Terkait, ketua Pengadilan Negeri Bone, Surachmat, SH.,MH yang ditemui pagi tadi, Kamis (29/8), enggan berkomentar lebih banyak terkait adanya LSM yang turun ke lokasi bersama personil kepolisian dalam sebuah aksi. “kemarin itu kan sudah dijelaskan oleh humas pengadilan bahwa perkara yang dimaksud sudah pernah dimohonkan eksekusinya. Namun karena ada permintaan dan kesepakatan kedua belah pihak ketika itu, maka eksekusi tidak dilakukan” ujar Surachmat
Terpisah, ketua GMPK Kabupaten Bone, Bustan Dg. Tunru, ditemui dikediamannya siang tadi (29/8) mengatakan “tindakan yang dilakukan atas nama lembaga kami itu bukan eksekusi. Sebab eksekusi sebenarnya sudah pernah dilakukan oleh pihak pengadilan pada tahun 2016 lalu. Namun karena ada kesepakatan untuk melaksanakan eksekusi itu secara kekeluargaan, maka tidak dilakukan upaya paksa.

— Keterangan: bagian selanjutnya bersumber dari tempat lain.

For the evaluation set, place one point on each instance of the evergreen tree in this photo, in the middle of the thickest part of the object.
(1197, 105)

Namun pada kenyataanya, kesepakatan itu ternyata di abaikan, maka pihak yang menang meminta kepada lembaga kami untuk melakukan pembersihan” kata Bustan
Lanjut dikatakan, soal adanya personil kepolisian yang turun melakukan pengamanan pada hari itu, berdasarkan permintaan pemilik lahan yang dinyatakan menang. Bahkan pada saat kami hendak turun, pihak kepolisian berencana membatalkan turunkan personil pengamanan. Tetapi saya tegas katakan, ada atau tidak adanya personil kemanan, saya atas nama lembaga tetap akan turun melakukan pembersihan lokasi sesuai permintaan pemilik lahan. Dan mengenai pembacaan salinan eksekusi dilokasi, saya hanya mengulangi dan mengingatkan kembali, sebab berita acara pelaksanaan putusan dengan nomor 66/Pdt.G/1996/PN.Wtp, sudah pernah dibacakan oleh jurusita Rusdi Yanto, SH ketika pelaksanaan eksekusi tahun 2016 lalu. Tutur Bustan menambahkan.

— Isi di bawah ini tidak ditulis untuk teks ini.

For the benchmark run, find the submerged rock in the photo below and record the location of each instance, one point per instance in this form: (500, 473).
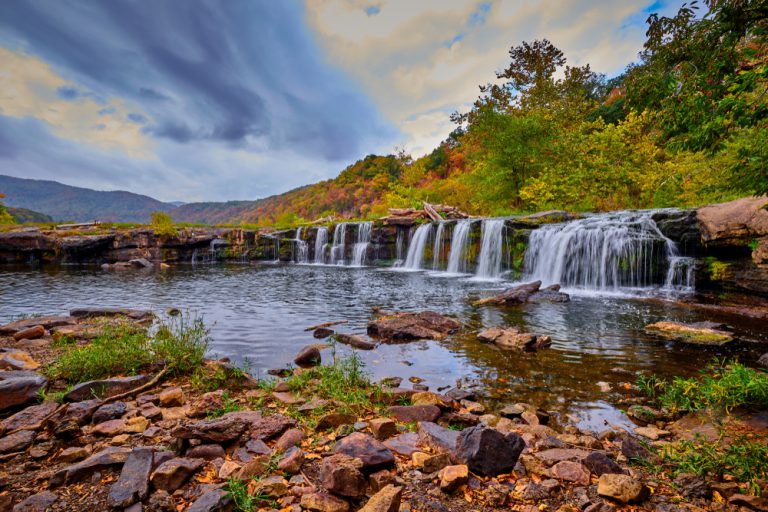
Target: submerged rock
(704, 333)
(403, 327)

Diketahui, perkara perdata antara M. Jufri sebagai penggugat melawan H. Awe selaku tergugat, telah bergulir di Pengadilan Negeri Bone sejak tahun 1996. M. Jufri dan kawan-kawan kemudian dinyatakan menang dengan nomor putusan 66/Pdt.G/1996/PN.Wtp. Namun pihak H. Awe dan kawan-kawan tidak menerima, akhirnya melakukan banding. Perkara ini pun terus bergulir hingga ke tingkat kasasi di Mahkamah Agung, menguatkan putusan Pengadilan Negeri yang memenangkan M. Jufri (penggugat) dengan nomor putusan 304 PK/PDT/2002.
Pasca turunnya lembaga GMPK yang dinilai melakukan tindakan eksekusi dengan melibatkan personil kepolisian Res Bone, kemudian menimbulkan kisruh terkait tindakan lembaga GMPK bersama aparat kepolisian tersebut. Tidak sedikit kalangan menilai jika peristiwa tersebut terjadi diluar kebiasaan dan disinyalir melabrak aturan. Padahal, perkara ini sudah bergulir kurang lebih 23 tahun. Kedua pihak yang bersengketa pun diketahui sudah meninggal dan kini berlanjut ke ahli warisnya.